No stock occupies more than 1% of the total assets. Consumer Discretionary (19.18%), industrials (18.18%), financials (16.94%) and tech (13.24%) stocks round out the top four.
FYT is also a pricier choice in the space, charging investors 70 basis points a year in fees mainly because of its enhanced methodology. The fund gained about 46% in the YTD time frame. We currently give FYT a Zacks ETF Rank of 1 or ‘Strong Buy’ rating along with a medium risk outlook.
PowerShares Fundamental Pure Small Value Fund (PXSV)
Launched in March 2005, PXSV is designed to track the performance of the RAFI Fundamental Small Value Index. The fund invests about $61 million of assets in its 752-security portfolio. PXSV adopts equal-weighted approach in case of individual holdings with no single firm making up more than 0.67% of the total.
Only 5.69% focus on the top-10 holdings suggesting extremely low concentration risk.
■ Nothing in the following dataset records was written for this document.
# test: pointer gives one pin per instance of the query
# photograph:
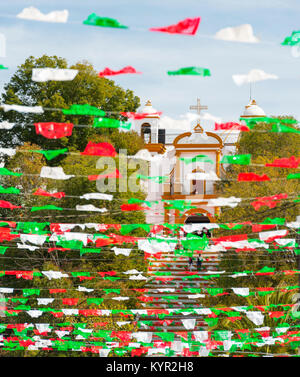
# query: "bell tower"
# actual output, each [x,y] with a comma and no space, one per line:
[148,127]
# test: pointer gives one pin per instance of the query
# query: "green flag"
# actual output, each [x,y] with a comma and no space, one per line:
[84,110]
[49,155]
[10,190]
[240,159]
[48,207]
[293,39]
[196,71]
[110,123]
[95,20]
[199,158]
[89,250]
[4,171]
[3,250]
[284,129]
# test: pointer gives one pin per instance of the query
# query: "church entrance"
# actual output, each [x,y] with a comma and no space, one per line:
[197,219]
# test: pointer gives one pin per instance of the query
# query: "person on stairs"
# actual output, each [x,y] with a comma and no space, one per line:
[199,262]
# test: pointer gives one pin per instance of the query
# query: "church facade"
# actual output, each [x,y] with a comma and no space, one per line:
[190,160]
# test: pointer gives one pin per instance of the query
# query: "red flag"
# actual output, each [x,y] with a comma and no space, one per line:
[252,177]
[70,301]
[132,207]
[291,162]
[140,115]
[260,227]
[5,204]
[115,174]
[53,130]
[57,195]
[5,234]
[233,238]
[57,248]
[100,149]
[231,126]
[189,26]
[269,201]
[57,290]
[12,224]
[109,72]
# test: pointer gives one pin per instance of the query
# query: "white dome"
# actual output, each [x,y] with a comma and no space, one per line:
[252,110]
[149,109]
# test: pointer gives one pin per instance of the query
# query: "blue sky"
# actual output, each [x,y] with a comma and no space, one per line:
[155,53]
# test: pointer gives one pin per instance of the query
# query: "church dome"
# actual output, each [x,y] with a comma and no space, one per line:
[149,109]
[252,110]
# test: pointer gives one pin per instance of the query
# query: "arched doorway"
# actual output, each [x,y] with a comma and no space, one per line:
[146,132]
[197,216]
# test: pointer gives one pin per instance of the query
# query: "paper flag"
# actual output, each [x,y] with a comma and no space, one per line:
[51,153]
[55,74]
[211,176]
[231,126]
[137,116]
[198,158]
[6,125]
[109,72]
[115,174]
[57,195]
[284,129]
[10,190]
[32,13]
[242,33]
[23,109]
[54,173]
[252,177]
[100,149]
[189,26]
[291,162]
[95,20]
[292,40]
[46,208]
[97,196]
[90,207]
[110,123]
[241,159]
[54,130]
[5,204]
[4,171]
[197,71]
[84,110]
[253,76]
[293,176]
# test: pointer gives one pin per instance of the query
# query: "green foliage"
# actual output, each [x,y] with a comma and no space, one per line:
[85,88]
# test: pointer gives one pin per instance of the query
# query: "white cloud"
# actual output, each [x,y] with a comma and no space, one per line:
[186,122]
[33,13]
[242,33]
[253,76]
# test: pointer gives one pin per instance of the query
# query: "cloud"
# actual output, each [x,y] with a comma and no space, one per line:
[186,122]
[253,76]
[32,13]
[242,33]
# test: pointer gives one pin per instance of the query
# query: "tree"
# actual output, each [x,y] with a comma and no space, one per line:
[85,88]
[99,92]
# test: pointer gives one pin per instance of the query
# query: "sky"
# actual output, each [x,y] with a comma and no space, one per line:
[155,53]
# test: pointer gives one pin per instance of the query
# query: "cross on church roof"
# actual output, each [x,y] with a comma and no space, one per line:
[198,107]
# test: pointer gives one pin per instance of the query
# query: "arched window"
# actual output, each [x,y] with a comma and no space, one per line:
[197,186]
[146,132]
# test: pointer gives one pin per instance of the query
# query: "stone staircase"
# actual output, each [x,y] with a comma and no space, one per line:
[177,267]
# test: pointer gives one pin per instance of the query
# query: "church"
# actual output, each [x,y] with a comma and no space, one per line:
[187,178]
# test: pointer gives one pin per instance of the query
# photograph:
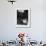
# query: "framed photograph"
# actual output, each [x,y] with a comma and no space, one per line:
[23,17]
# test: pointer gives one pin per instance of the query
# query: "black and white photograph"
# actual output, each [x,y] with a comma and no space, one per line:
[23,18]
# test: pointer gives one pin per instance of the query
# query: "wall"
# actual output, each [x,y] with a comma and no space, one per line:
[8,28]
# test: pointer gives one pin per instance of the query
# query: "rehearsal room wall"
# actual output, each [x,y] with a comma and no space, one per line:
[8,30]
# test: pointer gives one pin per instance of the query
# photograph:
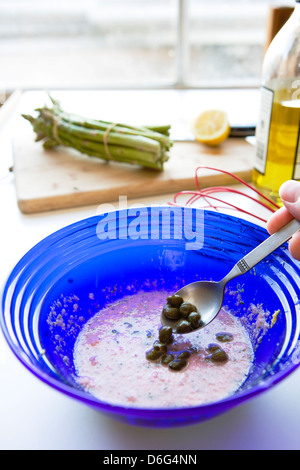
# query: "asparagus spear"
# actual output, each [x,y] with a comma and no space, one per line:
[144,146]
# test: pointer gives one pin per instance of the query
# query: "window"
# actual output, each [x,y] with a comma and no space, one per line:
[132,43]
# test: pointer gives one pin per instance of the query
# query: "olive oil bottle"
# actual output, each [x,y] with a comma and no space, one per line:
[277,156]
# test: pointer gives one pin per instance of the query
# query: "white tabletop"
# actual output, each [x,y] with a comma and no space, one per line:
[35,416]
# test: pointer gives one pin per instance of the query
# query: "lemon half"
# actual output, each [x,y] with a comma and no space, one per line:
[211,127]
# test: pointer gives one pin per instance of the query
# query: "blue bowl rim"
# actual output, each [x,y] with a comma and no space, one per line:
[162,413]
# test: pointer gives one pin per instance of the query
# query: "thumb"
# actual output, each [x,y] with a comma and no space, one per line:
[290,195]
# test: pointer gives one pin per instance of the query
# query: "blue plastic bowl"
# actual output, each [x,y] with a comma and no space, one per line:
[75,262]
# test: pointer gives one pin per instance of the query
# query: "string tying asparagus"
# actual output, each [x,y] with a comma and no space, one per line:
[144,146]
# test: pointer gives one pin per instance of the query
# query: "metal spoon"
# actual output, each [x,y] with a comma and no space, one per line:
[208,296]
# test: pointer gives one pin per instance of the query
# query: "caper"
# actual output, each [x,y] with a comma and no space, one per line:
[186,308]
[158,346]
[183,327]
[175,300]
[219,356]
[171,312]
[166,359]
[178,364]
[153,354]
[183,355]
[165,334]
[224,337]
[195,319]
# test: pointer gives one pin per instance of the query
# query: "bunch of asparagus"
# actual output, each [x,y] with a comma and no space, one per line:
[144,146]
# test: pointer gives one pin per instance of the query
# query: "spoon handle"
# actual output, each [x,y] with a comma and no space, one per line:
[263,250]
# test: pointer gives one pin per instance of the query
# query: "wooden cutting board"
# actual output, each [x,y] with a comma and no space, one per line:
[63,178]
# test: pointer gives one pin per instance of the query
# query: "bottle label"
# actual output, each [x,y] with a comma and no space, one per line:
[296,174]
[263,129]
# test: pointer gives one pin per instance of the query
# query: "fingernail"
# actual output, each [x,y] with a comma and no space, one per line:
[290,192]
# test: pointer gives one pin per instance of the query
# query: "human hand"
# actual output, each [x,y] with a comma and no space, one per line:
[290,195]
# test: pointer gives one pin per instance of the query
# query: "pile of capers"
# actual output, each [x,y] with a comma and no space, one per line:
[177,309]
[174,360]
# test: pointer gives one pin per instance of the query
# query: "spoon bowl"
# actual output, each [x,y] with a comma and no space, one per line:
[208,296]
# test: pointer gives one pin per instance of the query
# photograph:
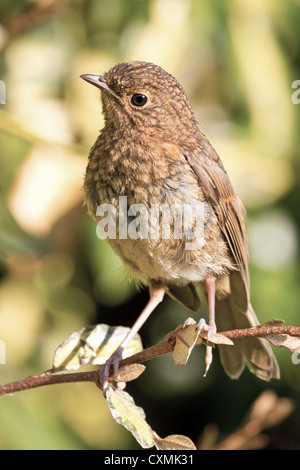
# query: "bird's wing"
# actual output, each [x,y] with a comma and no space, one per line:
[229,209]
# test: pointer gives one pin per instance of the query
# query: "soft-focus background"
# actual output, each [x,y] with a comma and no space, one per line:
[237,60]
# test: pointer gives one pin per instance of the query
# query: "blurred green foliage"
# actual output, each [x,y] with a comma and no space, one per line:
[237,61]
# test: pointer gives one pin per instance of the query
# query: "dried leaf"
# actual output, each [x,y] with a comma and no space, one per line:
[186,338]
[217,338]
[188,335]
[173,442]
[276,322]
[93,345]
[290,342]
[132,417]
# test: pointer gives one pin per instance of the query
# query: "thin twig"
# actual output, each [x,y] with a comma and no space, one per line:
[166,346]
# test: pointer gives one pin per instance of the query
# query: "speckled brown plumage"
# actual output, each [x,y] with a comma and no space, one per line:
[155,154]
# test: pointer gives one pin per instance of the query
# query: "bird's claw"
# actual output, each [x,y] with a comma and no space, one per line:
[203,326]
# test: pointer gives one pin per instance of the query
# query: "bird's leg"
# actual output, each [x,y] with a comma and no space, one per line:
[211,291]
[157,292]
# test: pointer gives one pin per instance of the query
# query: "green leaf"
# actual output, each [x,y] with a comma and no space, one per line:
[93,345]
[132,417]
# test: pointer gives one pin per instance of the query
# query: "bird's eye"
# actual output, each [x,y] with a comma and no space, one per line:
[139,99]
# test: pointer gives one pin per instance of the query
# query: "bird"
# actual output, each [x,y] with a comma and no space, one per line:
[152,153]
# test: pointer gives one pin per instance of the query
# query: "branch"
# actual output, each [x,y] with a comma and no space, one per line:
[50,378]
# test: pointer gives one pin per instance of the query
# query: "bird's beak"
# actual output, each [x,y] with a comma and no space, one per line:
[100,82]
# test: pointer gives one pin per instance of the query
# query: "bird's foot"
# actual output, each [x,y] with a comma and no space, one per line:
[203,326]
[114,361]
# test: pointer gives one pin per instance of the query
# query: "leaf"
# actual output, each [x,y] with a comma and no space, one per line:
[130,372]
[186,338]
[173,442]
[290,342]
[132,417]
[93,345]
[188,335]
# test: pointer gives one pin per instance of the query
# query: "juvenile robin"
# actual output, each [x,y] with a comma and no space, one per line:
[151,151]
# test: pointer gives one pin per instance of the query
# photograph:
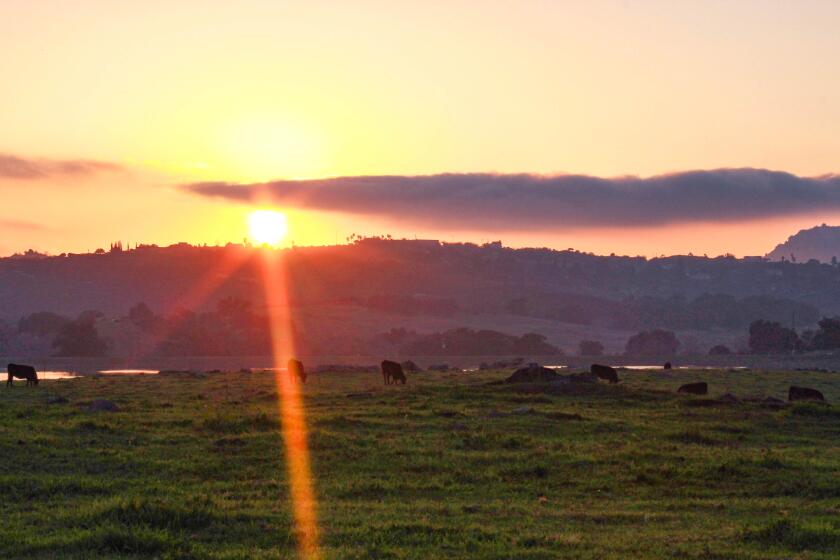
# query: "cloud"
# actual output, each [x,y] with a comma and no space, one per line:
[535,202]
[15,167]
[11,225]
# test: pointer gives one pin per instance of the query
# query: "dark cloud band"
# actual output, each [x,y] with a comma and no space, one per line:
[535,202]
[15,167]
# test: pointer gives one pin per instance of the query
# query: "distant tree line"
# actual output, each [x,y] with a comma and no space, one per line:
[704,312]
[469,342]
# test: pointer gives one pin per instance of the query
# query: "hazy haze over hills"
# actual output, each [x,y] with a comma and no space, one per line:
[821,243]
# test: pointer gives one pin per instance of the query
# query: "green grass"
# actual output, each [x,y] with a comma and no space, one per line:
[447,466]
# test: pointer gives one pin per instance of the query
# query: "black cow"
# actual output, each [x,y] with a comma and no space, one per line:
[295,370]
[392,372]
[701,388]
[22,372]
[804,394]
[606,373]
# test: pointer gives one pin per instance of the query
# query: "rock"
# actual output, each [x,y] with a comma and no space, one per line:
[606,373]
[773,403]
[102,405]
[522,410]
[410,367]
[533,374]
[583,377]
[701,388]
[804,394]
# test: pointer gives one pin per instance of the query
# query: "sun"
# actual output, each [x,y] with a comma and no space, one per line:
[267,227]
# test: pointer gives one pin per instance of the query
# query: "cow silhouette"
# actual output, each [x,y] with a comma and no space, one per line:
[606,373]
[392,372]
[21,372]
[296,370]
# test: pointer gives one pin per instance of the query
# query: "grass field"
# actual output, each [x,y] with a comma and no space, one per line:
[445,467]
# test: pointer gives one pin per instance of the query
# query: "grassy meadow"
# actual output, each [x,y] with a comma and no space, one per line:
[447,466]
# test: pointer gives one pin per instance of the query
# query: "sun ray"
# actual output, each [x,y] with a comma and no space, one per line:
[291,406]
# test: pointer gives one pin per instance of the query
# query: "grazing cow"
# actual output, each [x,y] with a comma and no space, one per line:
[606,373]
[295,370]
[22,372]
[392,372]
[701,388]
[804,394]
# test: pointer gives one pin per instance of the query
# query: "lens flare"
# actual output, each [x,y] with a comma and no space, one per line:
[291,408]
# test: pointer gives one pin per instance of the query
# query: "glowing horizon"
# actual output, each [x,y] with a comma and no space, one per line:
[264,90]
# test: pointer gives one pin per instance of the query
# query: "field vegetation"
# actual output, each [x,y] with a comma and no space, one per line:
[448,466]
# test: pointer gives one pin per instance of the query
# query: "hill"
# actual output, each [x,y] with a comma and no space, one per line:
[345,297]
[821,243]
[448,466]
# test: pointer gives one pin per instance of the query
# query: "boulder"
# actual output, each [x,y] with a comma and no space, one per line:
[701,388]
[804,394]
[533,374]
[102,405]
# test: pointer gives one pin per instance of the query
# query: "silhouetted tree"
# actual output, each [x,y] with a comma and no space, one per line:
[719,350]
[590,348]
[828,335]
[770,337]
[79,338]
[657,342]
[143,318]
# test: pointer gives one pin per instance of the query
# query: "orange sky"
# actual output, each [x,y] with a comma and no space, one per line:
[248,91]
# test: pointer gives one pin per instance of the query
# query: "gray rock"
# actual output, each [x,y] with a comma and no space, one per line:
[102,405]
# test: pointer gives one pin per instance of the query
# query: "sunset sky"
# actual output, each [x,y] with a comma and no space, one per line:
[160,121]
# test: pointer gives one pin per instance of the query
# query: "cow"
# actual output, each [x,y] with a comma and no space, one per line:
[606,373]
[392,372]
[700,388]
[22,372]
[296,371]
[804,394]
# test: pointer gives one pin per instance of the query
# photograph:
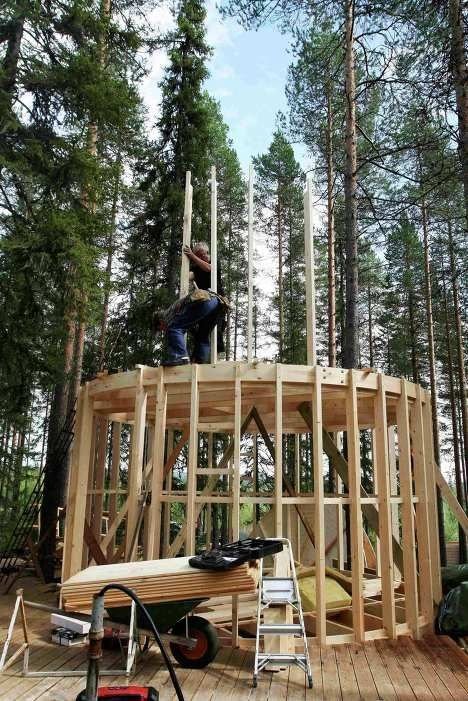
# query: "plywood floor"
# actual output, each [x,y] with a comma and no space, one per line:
[433,669]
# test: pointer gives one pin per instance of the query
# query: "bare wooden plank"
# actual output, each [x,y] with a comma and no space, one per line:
[319,518]
[154,515]
[186,236]
[422,515]
[341,466]
[385,515]
[76,502]
[354,471]
[192,464]
[136,468]
[114,479]
[431,467]
[310,274]
[279,454]
[407,513]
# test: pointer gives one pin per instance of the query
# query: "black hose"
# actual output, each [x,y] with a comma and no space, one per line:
[168,662]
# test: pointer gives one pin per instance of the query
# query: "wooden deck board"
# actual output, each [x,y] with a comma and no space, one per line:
[405,670]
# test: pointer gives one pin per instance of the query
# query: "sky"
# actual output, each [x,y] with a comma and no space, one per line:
[248,74]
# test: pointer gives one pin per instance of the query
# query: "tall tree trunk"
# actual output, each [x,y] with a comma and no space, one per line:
[432,372]
[9,65]
[460,79]
[330,237]
[279,233]
[460,353]
[459,482]
[351,346]
[66,392]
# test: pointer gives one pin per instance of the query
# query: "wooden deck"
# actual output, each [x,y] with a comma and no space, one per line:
[434,669]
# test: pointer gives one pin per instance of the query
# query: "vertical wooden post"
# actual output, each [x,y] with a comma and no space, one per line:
[114,481]
[236,491]
[431,467]
[136,467]
[319,517]
[279,453]
[310,274]
[376,491]
[297,467]
[423,526]
[77,490]
[209,507]
[250,265]
[192,465]
[167,505]
[186,236]
[236,463]
[214,253]
[157,480]
[100,475]
[354,472]
[385,513]
[407,512]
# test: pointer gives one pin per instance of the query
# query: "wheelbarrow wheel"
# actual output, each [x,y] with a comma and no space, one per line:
[206,647]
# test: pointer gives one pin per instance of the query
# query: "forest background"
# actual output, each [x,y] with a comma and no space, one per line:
[92,169]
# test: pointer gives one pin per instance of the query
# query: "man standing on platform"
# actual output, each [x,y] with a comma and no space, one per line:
[198,312]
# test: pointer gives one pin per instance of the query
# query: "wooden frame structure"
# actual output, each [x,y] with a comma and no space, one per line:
[195,423]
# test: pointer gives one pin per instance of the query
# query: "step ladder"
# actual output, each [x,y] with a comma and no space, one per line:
[280,591]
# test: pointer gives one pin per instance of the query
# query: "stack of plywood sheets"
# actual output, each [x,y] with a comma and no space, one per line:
[155,581]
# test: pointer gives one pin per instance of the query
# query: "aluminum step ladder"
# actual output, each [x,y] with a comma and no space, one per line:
[280,591]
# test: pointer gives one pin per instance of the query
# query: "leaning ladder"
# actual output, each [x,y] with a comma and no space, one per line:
[280,591]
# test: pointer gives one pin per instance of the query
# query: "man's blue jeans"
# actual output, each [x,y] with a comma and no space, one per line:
[200,316]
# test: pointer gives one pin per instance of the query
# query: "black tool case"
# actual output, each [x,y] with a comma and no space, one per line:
[230,555]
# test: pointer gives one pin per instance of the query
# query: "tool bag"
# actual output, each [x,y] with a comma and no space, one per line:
[452,618]
[230,555]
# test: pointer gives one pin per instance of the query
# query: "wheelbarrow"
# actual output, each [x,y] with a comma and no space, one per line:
[195,640]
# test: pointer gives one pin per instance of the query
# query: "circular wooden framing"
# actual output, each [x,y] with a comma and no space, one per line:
[236,399]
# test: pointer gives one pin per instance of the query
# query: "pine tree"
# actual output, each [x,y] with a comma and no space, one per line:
[279,200]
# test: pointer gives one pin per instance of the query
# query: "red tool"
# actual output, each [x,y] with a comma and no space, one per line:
[126,693]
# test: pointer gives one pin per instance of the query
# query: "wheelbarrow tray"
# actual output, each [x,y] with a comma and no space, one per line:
[165,614]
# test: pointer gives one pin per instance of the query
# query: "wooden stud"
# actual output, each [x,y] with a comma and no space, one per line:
[407,514]
[214,253]
[354,467]
[114,479]
[250,256]
[76,502]
[136,468]
[423,526]
[319,518]
[155,515]
[168,488]
[385,514]
[192,465]
[186,236]
[99,475]
[237,458]
[310,274]
[279,454]
[297,476]
[208,511]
As such, we have a ‘Medium’ risk outlook for PXSV in the near term (see Create a Diversified Portfolio Using ETFs).
The choice charges investors only 0.39% for this exposure which makes it a reasonable one in the space. In terms of sector exposure, financials (22.7%), consumer discretionary (21.83%) and industrials (20.48%) rule the product.
The fund has returned about 45% so far this year. PXSV pays out a yield of 1.92% per annum and it also carries a Zacks ETF Rank of 1 (Strong Buy).
SmallCap Earnings Fund (EES)
Launched in February 2007, EES looks to track the performance of the WisdomTree SmallCap Earnings Index. The fund is one of the more popular choices in the small-cap value space with about $395 million in AUM. It is a low cost (38 bps) option in the small-cap value ETF space.
Holding 906 stocks in its basket, the product puts less than 10% of its total assets in the top 10 holdings, suggesting minimum concentration risk. Sector wise, this ETF is heavy in financials (23.47%) followed by consumer discretionary (19.44%) and industrials (18.21%).
The fund’s performance this year has been stellar, adding over 45% in the YTD time frame (as of December 26, 2013). EES pays out a yield of 1.25% per annum. The fund carries a ‘medium’ risk outlook along with a Zacks ETF Rank of 1 or ‘Strong Buy’ rating.
We are looking for a decent level of outperformance for the above-mentioned products over the next few months. Pint-sized stocks with cheaper valuations might steal the show as the economy recovers in 2014, making any of these listed above great picks.